Again, as in my thwarted search for "Italian sausage" in Italy, maybe I'm just in the wrong region. Maybe Calabria is full of great Giardiniera. Today at the market, I at least got one seller to corroborate that something called Giardiniera with cauliflower, carrots, celery, hot peppers, green olives, spices and oil and vinegar does exist, and that it indeed comes from Calabria. So at least I'm not crazy.
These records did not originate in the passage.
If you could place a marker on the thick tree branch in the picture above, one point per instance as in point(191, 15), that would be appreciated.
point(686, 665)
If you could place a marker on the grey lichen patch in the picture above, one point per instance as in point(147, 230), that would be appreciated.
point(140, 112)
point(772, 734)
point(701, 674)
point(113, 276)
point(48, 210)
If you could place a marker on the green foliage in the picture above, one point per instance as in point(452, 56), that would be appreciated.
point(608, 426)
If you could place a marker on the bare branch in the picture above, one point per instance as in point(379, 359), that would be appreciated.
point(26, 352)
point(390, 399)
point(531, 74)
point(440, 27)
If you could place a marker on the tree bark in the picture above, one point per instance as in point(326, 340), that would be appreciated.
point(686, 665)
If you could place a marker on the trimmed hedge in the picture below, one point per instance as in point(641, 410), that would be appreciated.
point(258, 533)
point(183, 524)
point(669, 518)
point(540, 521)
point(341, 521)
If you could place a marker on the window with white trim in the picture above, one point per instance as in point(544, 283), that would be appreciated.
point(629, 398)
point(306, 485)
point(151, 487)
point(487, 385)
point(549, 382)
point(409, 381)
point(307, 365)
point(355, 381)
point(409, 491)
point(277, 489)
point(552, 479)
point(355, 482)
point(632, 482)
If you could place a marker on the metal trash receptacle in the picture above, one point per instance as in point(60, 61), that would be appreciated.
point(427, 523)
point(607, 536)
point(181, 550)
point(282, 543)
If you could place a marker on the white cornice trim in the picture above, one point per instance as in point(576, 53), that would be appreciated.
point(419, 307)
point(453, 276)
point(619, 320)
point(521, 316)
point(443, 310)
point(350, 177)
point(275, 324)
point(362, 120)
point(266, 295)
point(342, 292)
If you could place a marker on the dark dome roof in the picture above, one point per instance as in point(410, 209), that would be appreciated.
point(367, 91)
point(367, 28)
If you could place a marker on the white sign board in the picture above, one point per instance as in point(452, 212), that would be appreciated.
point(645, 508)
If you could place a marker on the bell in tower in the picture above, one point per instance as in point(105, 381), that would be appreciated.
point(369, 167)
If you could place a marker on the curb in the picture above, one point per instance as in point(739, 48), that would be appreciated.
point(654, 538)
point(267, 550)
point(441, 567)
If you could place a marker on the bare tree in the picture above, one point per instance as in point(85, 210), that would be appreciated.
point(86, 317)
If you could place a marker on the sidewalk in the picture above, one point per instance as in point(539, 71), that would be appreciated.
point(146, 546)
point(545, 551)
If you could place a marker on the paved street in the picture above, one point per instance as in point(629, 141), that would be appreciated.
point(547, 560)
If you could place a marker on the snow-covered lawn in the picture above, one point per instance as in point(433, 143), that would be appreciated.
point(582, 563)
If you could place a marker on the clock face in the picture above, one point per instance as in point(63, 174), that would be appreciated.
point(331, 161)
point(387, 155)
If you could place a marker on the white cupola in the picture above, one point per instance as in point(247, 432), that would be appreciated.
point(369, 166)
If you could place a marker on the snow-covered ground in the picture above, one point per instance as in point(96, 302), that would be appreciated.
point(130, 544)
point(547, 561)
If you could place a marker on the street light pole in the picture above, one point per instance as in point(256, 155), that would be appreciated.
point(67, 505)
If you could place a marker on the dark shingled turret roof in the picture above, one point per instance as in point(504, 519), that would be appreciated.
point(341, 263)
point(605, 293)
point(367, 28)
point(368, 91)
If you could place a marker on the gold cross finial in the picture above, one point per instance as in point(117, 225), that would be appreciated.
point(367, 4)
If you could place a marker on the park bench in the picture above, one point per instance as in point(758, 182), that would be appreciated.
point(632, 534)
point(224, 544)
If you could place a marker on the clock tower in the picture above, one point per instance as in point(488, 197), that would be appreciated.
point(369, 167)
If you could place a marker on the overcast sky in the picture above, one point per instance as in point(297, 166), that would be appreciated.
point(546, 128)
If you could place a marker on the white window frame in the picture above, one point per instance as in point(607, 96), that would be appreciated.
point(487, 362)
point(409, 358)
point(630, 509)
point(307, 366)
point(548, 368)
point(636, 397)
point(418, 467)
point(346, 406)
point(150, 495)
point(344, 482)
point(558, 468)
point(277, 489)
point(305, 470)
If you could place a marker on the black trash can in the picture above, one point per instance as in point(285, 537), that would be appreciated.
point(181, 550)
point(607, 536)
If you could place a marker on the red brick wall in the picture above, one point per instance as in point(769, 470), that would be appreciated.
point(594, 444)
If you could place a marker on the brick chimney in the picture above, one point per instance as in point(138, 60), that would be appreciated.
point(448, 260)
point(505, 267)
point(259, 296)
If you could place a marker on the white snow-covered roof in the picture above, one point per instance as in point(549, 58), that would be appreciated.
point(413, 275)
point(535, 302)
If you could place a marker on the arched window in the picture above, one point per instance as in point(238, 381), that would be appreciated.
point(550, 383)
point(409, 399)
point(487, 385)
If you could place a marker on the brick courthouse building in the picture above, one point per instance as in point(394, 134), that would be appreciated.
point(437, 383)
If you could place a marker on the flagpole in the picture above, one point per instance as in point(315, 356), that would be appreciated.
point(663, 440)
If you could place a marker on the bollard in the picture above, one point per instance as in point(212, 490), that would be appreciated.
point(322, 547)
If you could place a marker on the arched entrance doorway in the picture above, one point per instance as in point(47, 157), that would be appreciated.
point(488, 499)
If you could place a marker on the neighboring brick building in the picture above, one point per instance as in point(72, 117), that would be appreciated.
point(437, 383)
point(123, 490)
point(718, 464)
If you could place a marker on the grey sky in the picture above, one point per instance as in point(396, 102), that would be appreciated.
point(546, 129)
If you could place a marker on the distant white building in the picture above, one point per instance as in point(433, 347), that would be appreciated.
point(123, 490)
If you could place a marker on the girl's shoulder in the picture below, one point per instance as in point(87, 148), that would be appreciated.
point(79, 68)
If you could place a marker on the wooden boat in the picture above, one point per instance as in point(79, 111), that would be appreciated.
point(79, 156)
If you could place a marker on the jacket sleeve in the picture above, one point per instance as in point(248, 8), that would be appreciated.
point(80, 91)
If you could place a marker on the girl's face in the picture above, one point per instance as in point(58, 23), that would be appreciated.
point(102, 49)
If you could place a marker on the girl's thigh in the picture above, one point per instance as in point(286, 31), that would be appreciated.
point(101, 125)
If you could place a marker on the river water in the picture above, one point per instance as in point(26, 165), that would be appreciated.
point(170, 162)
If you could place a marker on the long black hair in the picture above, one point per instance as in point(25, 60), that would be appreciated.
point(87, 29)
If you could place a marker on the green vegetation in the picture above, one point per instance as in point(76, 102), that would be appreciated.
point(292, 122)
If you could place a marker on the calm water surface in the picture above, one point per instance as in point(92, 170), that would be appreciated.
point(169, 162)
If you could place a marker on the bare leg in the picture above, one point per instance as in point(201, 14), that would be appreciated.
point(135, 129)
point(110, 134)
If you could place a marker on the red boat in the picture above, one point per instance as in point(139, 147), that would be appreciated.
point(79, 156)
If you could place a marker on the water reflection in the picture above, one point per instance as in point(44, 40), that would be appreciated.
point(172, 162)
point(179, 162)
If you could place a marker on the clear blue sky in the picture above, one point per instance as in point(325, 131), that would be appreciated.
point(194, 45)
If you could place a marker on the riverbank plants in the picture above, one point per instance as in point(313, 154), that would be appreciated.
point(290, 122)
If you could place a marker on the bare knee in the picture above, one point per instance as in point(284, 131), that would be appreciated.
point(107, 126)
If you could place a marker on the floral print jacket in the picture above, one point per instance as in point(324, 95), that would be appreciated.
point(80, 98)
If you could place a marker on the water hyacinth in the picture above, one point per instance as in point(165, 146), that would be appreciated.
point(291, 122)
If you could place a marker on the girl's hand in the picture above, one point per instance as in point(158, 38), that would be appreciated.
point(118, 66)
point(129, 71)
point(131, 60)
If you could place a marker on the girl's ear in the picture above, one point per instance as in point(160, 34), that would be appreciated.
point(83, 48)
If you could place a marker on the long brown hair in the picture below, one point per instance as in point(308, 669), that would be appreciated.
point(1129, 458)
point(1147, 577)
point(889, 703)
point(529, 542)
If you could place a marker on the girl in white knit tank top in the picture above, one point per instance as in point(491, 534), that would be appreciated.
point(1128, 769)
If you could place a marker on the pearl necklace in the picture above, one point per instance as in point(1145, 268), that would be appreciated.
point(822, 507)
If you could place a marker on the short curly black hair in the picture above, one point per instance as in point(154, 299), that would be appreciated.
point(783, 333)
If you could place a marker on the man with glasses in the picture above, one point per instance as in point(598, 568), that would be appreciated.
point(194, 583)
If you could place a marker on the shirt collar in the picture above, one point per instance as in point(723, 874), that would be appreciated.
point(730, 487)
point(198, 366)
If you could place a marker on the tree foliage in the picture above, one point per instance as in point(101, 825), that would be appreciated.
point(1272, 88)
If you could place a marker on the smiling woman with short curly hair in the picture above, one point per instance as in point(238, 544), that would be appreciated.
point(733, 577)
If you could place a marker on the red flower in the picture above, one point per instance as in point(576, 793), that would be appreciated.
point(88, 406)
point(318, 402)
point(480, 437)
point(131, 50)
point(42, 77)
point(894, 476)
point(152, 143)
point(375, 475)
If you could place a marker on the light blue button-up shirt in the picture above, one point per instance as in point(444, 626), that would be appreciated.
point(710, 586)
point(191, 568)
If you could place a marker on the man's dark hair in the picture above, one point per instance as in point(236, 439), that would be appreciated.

I toyed with the idea of making my own Giardiniera but a lengthy online forum conversation about making your own Giardiniera vegetables under oil and the botulism that could result has swayed me from that culianry adventure. I've challenged the gods of botulism enough times this year. So I ended up buying this jar of "antipasto ricco" which is more or less the aforementioned veggies in a simple vinegar, oil and salt solution. I took it home and added red pepper flakes, dried basil (hoping to get an anise-y effect), and dried oregano. Wish me luck.

4 Comments:

Blogger Beenzzz said...

I bet that has a nice tart and herb flavor on meat sandwiches. I just starting salivating thinking about it!

6:17 PM  
Blogger ML said...

Looks scrumptious!

8:28 PM  
Blogger Laurene said...

Hey, Susan... I'm here in Chicago (the suburbs, actually). We DO make great Italian sausage and beef sandwiches, and giardiniera here, don't we? Kind of makes me proud... *sniff*

3:52 AM  
Blogger Susan in Italy said...

Hi Beenzzz, Oh, you don't know the half of it! If you get a chance to buy a jar of this, you'll see what I mean.

ML, It IS scrumptious!

Hi Artemisia, Isn't it true, Chicago has wonderful street food.